Djaïli Amadou Amal : « Certaines traditions sont devenues inconcevables »

Prix Goncourt des lycéens 2020 avec Les impatientes, Djaïli Amadou Amal revient avec le harem du roi. Entretien

Zébuline. Les impatientes (Éditions Emmanuelle Colas) était une autobiographie romancée. Quel est le thème de votre nouveau livre ?
Djaïli Amadou Amal.
Bien que je me sois inspirée de ma vie, les impatientes n’est pas à proprement parler autobiographique. J’ai puisé aux sources d’autres vies, dans les réalités de mon entourage. C’est un roman polyphonique qui donne la voix à trois femmes qui parlent des violences qu’elles subissent, dont le mariage forcé, le viol conjugal ou la polygamie. Mises à part ces trois voix, nous avons celles des mères, tantes, sœurs, qui souffrent, mais continuent de transmettre un seul et même conseil : patience.
Mon nouveau roman, le Harem du roi, parle de polygamie et de servitude et questionne les traditions avec ses pesanteurs sociales aux prises avec la modernité. C’est l’histoire d’un médecin, Seini, qui forme un couple moderne avec Boussoura, professeure de littérature. Ils vivent heureux, jusqu’au jour où Seini décide de devenir Lamido, un roi tout puissant. Il se laisse prendre au jeu du pouvoir, accepte de jeunes concubines qui alimentent son harem royal au grand dam de Boussoura.

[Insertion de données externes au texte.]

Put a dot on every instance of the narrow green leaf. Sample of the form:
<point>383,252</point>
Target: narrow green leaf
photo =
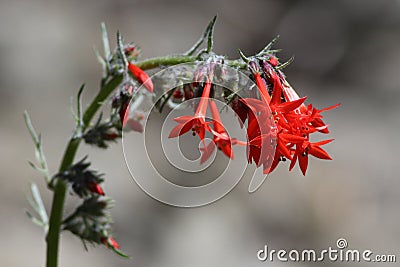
<point>106,43</point>
<point>38,200</point>
<point>121,50</point>
<point>284,65</point>
<point>34,219</point>
<point>79,105</point>
<point>120,253</point>
<point>267,48</point>
<point>210,41</point>
<point>41,159</point>
<point>30,128</point>
<point>101,60</point>
<point>201,39</point>
<point>36,203</point>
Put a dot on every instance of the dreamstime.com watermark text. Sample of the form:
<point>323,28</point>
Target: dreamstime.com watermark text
<point>338,254</point>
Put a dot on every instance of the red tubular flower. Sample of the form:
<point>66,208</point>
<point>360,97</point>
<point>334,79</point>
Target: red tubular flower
<point>110,242</point>
<point>95,188</point>
<point>273,61</point>
<point>141,76</point>
<point>197,122</point>
<point>221,138</point>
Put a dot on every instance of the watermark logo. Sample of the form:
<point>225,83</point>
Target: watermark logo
<point>340,253</point>
<point>172,170</point>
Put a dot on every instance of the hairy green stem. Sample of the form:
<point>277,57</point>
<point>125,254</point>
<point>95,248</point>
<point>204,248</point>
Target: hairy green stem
<point>60,190</point>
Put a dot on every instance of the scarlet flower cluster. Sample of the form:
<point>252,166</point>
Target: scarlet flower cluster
<point>292,121</point>
<point>279,124</point>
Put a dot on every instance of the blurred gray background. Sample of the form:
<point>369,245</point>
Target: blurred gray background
<point>345,51</point>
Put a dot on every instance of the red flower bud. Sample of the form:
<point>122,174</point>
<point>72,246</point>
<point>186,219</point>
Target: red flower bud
<point>177,94</point>
<point>141,76</point>
<point>273,61</point>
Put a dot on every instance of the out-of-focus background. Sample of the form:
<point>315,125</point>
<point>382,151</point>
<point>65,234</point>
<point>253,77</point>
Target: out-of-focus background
<point>345,51</point>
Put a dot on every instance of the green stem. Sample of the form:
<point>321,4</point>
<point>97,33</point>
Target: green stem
<point>164,61</point>
<point>60,190</point>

Pouvez-vous nous parler un peu plus des personnages de ce livre ?
Boussoura est une femme forte qui se croyait à l’abri de la polygamie. Elle désenchante quand son époux devient Lamido. Seini le roi est pris en étau entre modernisme et tradition, il laisse tomber ses convictions au profit du pouvoir et de sa libido. On découvre aussi Fanta l’amoureuse audacieuse; Aabou l’adolescente vulnérable ; Safia la femme meurtrie pour qui le harem devient un refuge, chacune d’elles avec ses peurs et ses espoirs. Des destins qui s’entremêlent. Le Harem du roi est une odyssée dans l’antre de l’organisation traditionnelle peule à travers son lamidat.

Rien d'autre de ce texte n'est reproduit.